Zverev’s serving, too, was on another level. After two sets, the German was hitting 90% of his first serves, winning 84% of those points. And on the four occasions Zverev had to conjure a second serve? He won all four points — barely giving Alcaraz a look in his service games.
After breaking to love in Alcaraz’s first service game, the momentum was with Zverev as he hunted winners and forced Alcaraz to uncomfortable positions on the court, and it clearly rattled the Spaniard, who only really started to get a grip on the contest midway through the third set.
Alcaraz got off to a slow start
It never bodes well when a player double-faults the first service point of his match, and that’s exactly what Alcaraz did, to murmurings around Rod Laver Arena.
It didn’t get any better. Alcaraz was broken to love in his first service game — making three bad errors in a row — and a blink of the eye later, Zverev had skipped out to a 3-0 lead after just eight minutes of play.
It’s hard to articulate just how poorly Alcaraz played at times. On at least three occasions during the first hour of play, the world No. 2 attempted his usually-reliable drop shot, but they weren’t effective, allowing Zverev ample time to chase down and punish the return ball.

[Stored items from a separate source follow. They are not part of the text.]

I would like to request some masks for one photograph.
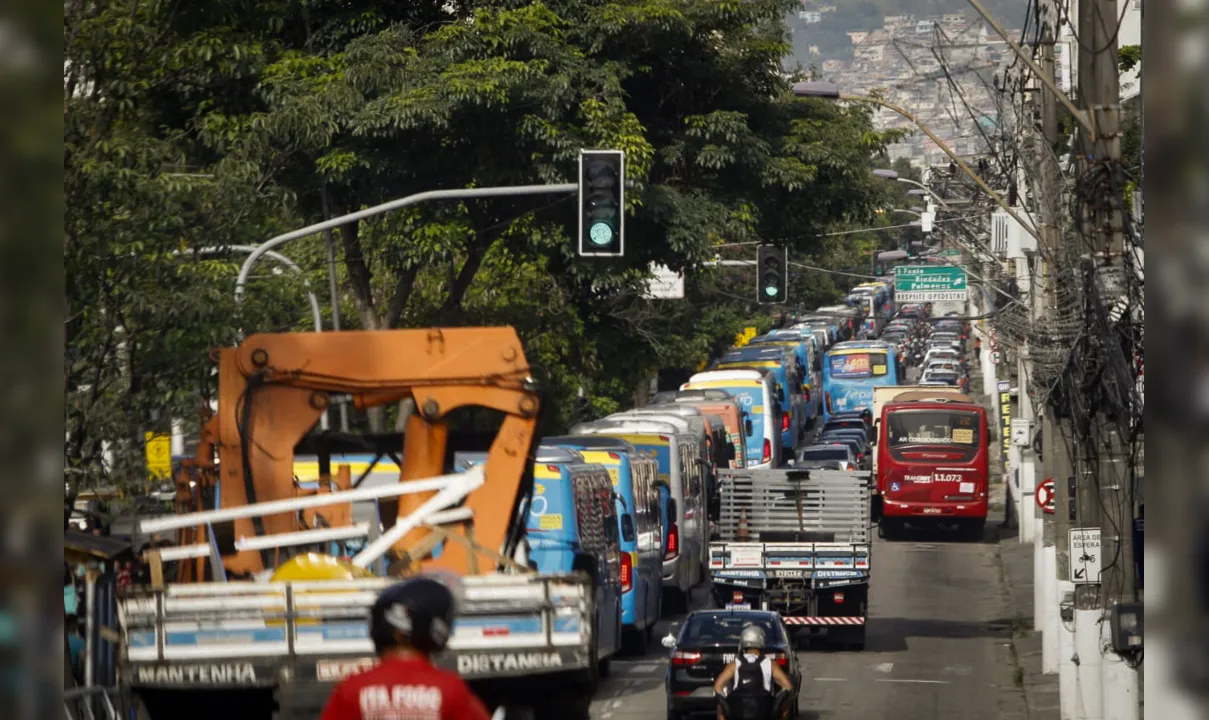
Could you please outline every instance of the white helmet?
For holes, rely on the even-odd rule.
[[[764,649],[764,629],[758,625],[748,625],[739,633],[739,652],[744,650]]]

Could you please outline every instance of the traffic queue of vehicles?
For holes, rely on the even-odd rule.
[[[455,451],[440,440],[441,453],[408,445],[402,459],[389,449],[373,455],[332,449],[334,441],[325,440],[323,450],[278,467],[265,455],[269,450],[256,446],[245,451],[265,455],[254,461],[260,463],[255,475],[246,459],[241,466],[231,454],[238,443],[199,447],[195,467],[201,471],[191,470],[178,486],[196,480],[208,494],[190,501],[196,509],[142,528],[179,531],[187,544],[161,553],[165,562],[177,563],[174,581],[120,604],[129,683],[145,705],[156,706],[152,717],[178,706],[177,692],[203,686],[265,691],[282,716],[286,710],[310,712],[332,683],[369,661],[361,618],[367,598],[395,572],[388,562],[428,556],[463,575],[470,593],[440,661],[491,704],[525,704],[536,690],[547,710],[586,717],[584,698],[608,674],[611,658],[623,646],[645,649],[661,613],[687,610],[690,591],[706,580],[723,606],[712,623],[729,622],[727,611],[769,613],[781,633],[770,637],[783,636],[786,648],[818,636],[862,647],[871,494],[879,500],[884,533],[896,532],[903,519],[973,523],[981,512],[985,520],[989,432],[985,411],[968,398],[941,397],[960,390],[958,384],[904,387],[902,347],[884,336],[857,339],[883,328],[893,337],[892,331],[907,327],[904,318],[890,317],[888,284],[871,283],[847,302],[799,316],[788,328],[727,351],[679,390],[577,424],[566,435],[535,438],[532,413],[518,411],[510,416],[513,427],[523,427],[529,439],[513,437],[533,448],[531,463],[509,459],[516,454],[501,449],[502,429],[488,452]],[[910,332],[923,332],[915,327],[920,319]],[[932,382],[962,361],[949,351],[950,341],[964,339],[966,328],[943,323],[936,325],[929,358],[931,377],[941,379]],[[487,342],[445,332],[452,343]],[[510,329],[496,335],[490,342],[519,347]],[[404,349],[431,344],[431,333],[421,331],[391,331],[391,338]],[[309,334],[271,339],[293,353],[285,355],[289,362],[315,362]],[[364,348],[351,345],[356,340],[350,335],[324,342],[349,345],[333,358],[364,355]],[[268,341],[258,336],[257,342]],[[232,363],[255,351],[239,348],[222,356],[235,368],[228,374],[242,378],[245,366]],[[495,356],[516,358],[518,351]],[[482,360],[468,362],[460,375],[442,371],[449,375],[442,382],[456,380],[470,393],[481,378],[494,377],[484,367]],[[322,387],[328,392],[363,392],[367,382],[342,367],[326,372]],[[300,387],[310,382],[297,373],[280,377]],[[423,380],[421,373],[416,382]],[[895,387],[924,395],[884,395]],[[224,398],[238,395],[225,392]],[[536,407],[528,390],[513,392],[530,403],[516,407]],[[884,402],[875,408],[877,398]],[[274,401],[263,402],[252,413],[267,427],[265,418],[276,410]],[[217,417],[230,420],[229,414]],[[817,444],[798,452],[816,429]],[[284,435],[276,440],[305,452],[297,450],[305,442]],[[288,448],[284,454],[290,457]],[[380,462],[386,467],[379,469]],[[450,474],[433,477],[442,465]],[[241,467],[242,476],[226,482],[225,474]],[[426,482],[435,496],[410,500],[400,477],[432,478]],[[487,494],[475,496],[479,488]],[[390,499],[396,505],[383,504]],[[317,514],[325,507],[333,509]],[[472,513],[479,538],[469,549],[452,543],[456,536],[448,533],[409,539],[421,524],[465,522]],[[275,521],[275,530],[255,524],[275,517],[284,518]],[[243,524],[232,538],[216,529],[224,523]],[[387,556],[392,548],[393,561]],[[494,558],[487,566],[473,560],[484,552]],[[234,573],[246,581],[228,582]],[[225,613],[236,596],[240,607],[247,606],[246,616],[231,619]],[[319,606],[321,611],[313,609]],[[249,628],[259,633],[252,641]],[[703,668],[690,661],[694,653],[706,655],[686,646],[683,663],[669,666],[669,683],[701,674]],[[677,674],[682,672],[688,675]],[[686,685],[669,697],[682,691],[697,692]],[[578,698],[573,707],[569,698]],[[677,707],[670,700],[669,714]]]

In the first set, Alcaraz’s first serve percentage was just 55%, and he was winning just 50% of the points when his first serve was in play. He hit just two winners and had 11 unforced errors.
Coming into the clash, the Spaniard was 0-6 at majors when dropping the first two sets, including a loss to Zverev in the 2022 French Open quarterfinals. While Zverev’s level noticeably dropped in the third (at least, compared to his opening two stanzas), Alcaraz was unable to keep his own game at a high enough level for long enough, eventually succumbing in a tight fourth set.

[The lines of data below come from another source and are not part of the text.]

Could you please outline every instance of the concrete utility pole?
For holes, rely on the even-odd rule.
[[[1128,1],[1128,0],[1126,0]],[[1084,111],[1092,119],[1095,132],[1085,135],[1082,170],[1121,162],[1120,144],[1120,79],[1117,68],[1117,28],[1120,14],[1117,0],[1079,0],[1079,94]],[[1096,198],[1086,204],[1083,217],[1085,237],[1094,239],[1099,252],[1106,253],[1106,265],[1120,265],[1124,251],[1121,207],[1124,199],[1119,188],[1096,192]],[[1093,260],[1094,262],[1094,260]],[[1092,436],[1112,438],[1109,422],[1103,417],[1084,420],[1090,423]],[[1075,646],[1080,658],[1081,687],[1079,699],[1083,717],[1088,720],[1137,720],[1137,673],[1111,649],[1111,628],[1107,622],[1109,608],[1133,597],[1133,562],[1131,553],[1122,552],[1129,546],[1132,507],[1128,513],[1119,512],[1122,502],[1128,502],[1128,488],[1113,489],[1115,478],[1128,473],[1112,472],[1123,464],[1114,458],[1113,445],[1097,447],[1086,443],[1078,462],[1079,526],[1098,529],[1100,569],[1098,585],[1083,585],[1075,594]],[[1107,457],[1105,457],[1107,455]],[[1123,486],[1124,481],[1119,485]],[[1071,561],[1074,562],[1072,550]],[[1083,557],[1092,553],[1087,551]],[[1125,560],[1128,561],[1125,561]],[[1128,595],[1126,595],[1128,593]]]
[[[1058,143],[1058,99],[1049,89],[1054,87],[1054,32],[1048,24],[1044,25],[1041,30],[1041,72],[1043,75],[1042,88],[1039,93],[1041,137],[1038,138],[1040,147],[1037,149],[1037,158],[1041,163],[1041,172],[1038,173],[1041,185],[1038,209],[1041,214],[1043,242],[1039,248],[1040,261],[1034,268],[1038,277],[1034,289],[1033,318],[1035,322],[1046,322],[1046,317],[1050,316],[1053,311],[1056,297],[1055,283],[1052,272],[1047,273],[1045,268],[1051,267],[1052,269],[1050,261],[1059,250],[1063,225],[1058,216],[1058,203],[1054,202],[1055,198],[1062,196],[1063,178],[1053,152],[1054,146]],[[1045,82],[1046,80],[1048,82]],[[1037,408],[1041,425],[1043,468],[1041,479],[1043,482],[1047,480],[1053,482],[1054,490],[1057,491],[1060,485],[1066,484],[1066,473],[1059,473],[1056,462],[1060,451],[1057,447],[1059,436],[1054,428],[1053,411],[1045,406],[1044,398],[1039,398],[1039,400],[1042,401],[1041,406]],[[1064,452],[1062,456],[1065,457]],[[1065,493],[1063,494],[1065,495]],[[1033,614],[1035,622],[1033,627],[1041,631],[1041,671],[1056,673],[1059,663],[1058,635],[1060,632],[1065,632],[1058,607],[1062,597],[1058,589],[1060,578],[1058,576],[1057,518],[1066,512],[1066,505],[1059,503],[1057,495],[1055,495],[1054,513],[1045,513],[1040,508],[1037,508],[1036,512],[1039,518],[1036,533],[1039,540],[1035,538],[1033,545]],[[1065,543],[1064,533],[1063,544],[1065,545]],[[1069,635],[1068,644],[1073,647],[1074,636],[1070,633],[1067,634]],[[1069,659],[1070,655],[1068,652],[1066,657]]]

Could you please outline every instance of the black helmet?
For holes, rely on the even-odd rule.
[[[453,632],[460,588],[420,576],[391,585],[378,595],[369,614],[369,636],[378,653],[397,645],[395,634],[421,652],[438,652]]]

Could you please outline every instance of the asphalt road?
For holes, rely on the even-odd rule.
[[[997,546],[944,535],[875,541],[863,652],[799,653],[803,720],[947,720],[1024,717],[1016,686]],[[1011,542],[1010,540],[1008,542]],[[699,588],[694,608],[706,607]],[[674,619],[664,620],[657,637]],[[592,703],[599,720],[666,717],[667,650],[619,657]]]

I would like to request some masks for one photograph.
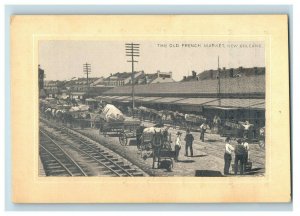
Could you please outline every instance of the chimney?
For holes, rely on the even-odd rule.
[[[186,80],[186,76],[183,76],[183,80]]]
[[[197,73],[195,71],[192,71],[192,75],[193,75],[193,78],[196,78]]]

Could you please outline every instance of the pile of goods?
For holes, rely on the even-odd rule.
[[[125,120],[123,113],[112,104],[107,104],[103,108],[103,111],[100,114],[100,116],[106,122],[123,122]]]
[[[187,122],[193,123],[203,123],[206,121],[206,118],[201,115],[185,114],[184,118]]]
[[[168,131],[167,127],[148,127],[143,130],[143,139],[144,141],[152,140],[152,137],[156,133],[164,134]]]
[[[88,110],[89,110],[88,105],[79,105],[79,106],[71,107],[71,109],[69,111],[70,112],[82,112],[82,111],[88,111]]]

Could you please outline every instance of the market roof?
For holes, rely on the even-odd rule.
[[[146,85],[136,85],[135,95],[153,97],[198,97],[205,94],[218,94],[218,80],[155,83]],[[131,86],[115,87],[104,92],[104,95],[128,95],[132,93]],[[220,80],[221,94],[239,94],[248,97],[250,94],[265,95],[265,76],[235,77]]]
[[[104,101],[116,101],[116,102],[128,102],[131,101],[129,96],[99,96],[97,99]],[[171,101],[174,105],[193,105],[193,106],[202,106],[206,108],[217,108],[217,109],[265,109],[265,100],[264,99],[252,99],[252,98],[169,98],[169,97],[137,97],[136,101],[141,103],[152,103],[152,104],[161,104],[167,103],[166,101]],[[170,102],[169,102],[170,103]]]

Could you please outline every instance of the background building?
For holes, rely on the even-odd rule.
[[[44,78],[45,78],[45,71],[43,69],[41,69],[40,65],[39,65],[39,72],[38,72],[38,79],[39,79],[39,89],[43,89],[44,88]]]
[[[210,79],[218,79],[220,73],[221,78],[235,78],[241,76],[259,76],[265,75],[265,68],[264,67],[253,67],[253,68],[229,68],[226,69],[225,67],[220,68],[218,70],[205,70],[201,73],[196,71],[192,71],[191,76],[184,76],[181,80],[182,82],[186,81],[200,81],[200,80],[210,80]]]
[[[131,86],[116,87],[99,98],[111,102],[131,101]],[[135,86],[136,106],[201,114],[208,119],[265,124],[265,76],[241,76],[190,82]]]

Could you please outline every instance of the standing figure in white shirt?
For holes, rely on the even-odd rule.
[[[179,151],[181,149],[181,132],[177,132],[175,141],[175,162],[178,162]]]
[[[205,134],[205,131],[207,130],[207,128],[208,128],[208,125],[205,122],[200,126],[200,140],[202,142],[204,142],[204,134]]]
[[[232,160],[233,146],[230,144],[230,137],[225,140],[225,153],[224,153],[224,175],[229,175],[230,164]]]
[[[246,139],[242,139],[242,145],[245,147],[245,149],[246,149],[246,153],[245,153],[245,161],[244,161],[244,163],[245,163],[245,165],[246,165],[246,163],[248,162],[248,160],[249,160],[249,154],[250,154],[250,148],[249,148],[249,144],[248,144],[248,142],[246,141]]]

Alcaraz is still just 20 years old
He certainly doesn’t look it, but Carlos Alcaraz is still very young.
Having won his first Slam just a few months after his 19th birthday, it’s easy to expect Alcaraz to just «go on with it,» following in the footsteps of other generational talents like Djokovic, Roger Federer and Rafael Nadal. But it must be remembered Federer was 21 when he won his first Slam, and Djokovic 20 when he first won in Melbourne back in 2008.
And with Djokovic not expected to play forever, there will be a vacuum at the top of men’s tennis that will allow opportunities for Alcaraz — a pure hitter with one of the best forehands on the tour — to chalk up Slam wins.
He already has the one-up on rivals his age, like Zverev, Jannik Sinner, and Holger Rune to name a few, and will more than likely win plenty more as his career develops. He will learn from nights like he had against Zverev in Melbourne — you just can’t give the world’s best tennis players a two-set lead in a Slam quarterfinal.